Und ich bin außerordentlich stolz und inspiriert von all den Frauen, die sich stark und mutig genug fühlten um aufzustehen und ihre persönlichen Erfahrungen zu teilen. Wir alle hier in diesem Raum werden für die Geschichten gefeiert, die wir erzählen. Dieses Jahr wurden wir selbst zu einer Geschichte - und es ist nicht nur eine Geschichte über die Entertainmentindustrie. Es ist eine Geschichte, die Kultur, Geografie, Religion, Rasse, Politik, Arbeit transzendiert. Ich möchte allen Frauen, deren Namen niemand kennt, die jahrelangen Missbrauch ertragen haben, weil sie wie meine Mutter Kinder zu erziehen, Rechnungen zu bezahlen, Träume zu verwirklichen hatten, meinen Dank ausdrücken...
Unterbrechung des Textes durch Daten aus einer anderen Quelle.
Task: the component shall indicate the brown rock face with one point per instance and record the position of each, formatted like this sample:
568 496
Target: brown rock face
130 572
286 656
Un dich möchte an Recy Taylor erinnern, die 1944 als junge Ehefrau und Mutter in Abbeville, Alabama, vom Kirchgang heimkehrte, als sie von sechs weißen Männern entführt, vergewaltigt und gefesselt zurückgelassen wurde, mit dem Tod bedroht, falls sie ihre Geschichte erzählte... Doch diese Geschichte erreichte die NAACP (National Association for the Advancement of Colored People), eine junge Arbeiterin namens Rosa Parks wurde zu einer führenden Ermittlerin in dem Verbrechen, und gemeinsam versuchten die beiden, Gerechtigkeit zu erlangen.
Aber die Männer, die versucht haben, Recy Taylor zu zerstören, wurden nie zur Verantwortung gezogen. Taylor starb vor zehn Tagen, kurz vor ihrem 98. Geburtstag. Sie lebte zu lange in einer in einer von brutaler Männermacht ruinierten Kultur. Zu lange wurden Frauen nicht gehört, zu lange wurde ihnen nicht geglaubt, wenn sie im Angesicht dieser Männermacht ihre Wahrheit ausgesprochen haben. Aber deren Zeit ist um.
Ich hoffe, Recy Taylor starb in dem Wissen, dass die Wahrheit all der vielen Frauen, die erniedrigt wurden und weiter erniedrigt werden, nicht aufzuhalten ist. Rosa Parks hatte diese Wahrheit in ihrem Herzen, als sie elf Jahre später die Entscheidung traf, in dem Bus in Montgomery nicht (für einen Weißen) aufzustehen. Und diese Wahrheit begleitet heute jede Frau, die die Entscheidung trifft, #metoo zu sagen. Und jeden Mann, der die Entscheidung trifft, ihr zuzuhören.
Ich habe in meiner Karriere... Leute interviewt und porträtiert, die die schlimmsten Dinge überlebt haben. Die Eigenschaft, die sie alle eint, ist die Fähigkeit, sich die Hoffnung auf ein besseres, helleres Morgen zu bewahren, auch in finsterster Nacht. Und ich möchte allen Mädchen, die hier jetzt zusehen, eines sagen: Ein neuer Tag, ein neues Zeitalter ist am Horizont. Und wenn dieser Tag endlich kommt, dann liegt das an den vielen großartigen Frauen und ziemlich phänomenalen Männern, die hart dafür kämpfen, uns als Leitfiguren in eine Zeit zu begleiten, in der niemand jemals wieder "Me too! - Auch ich bin betroffen!" sagen muss."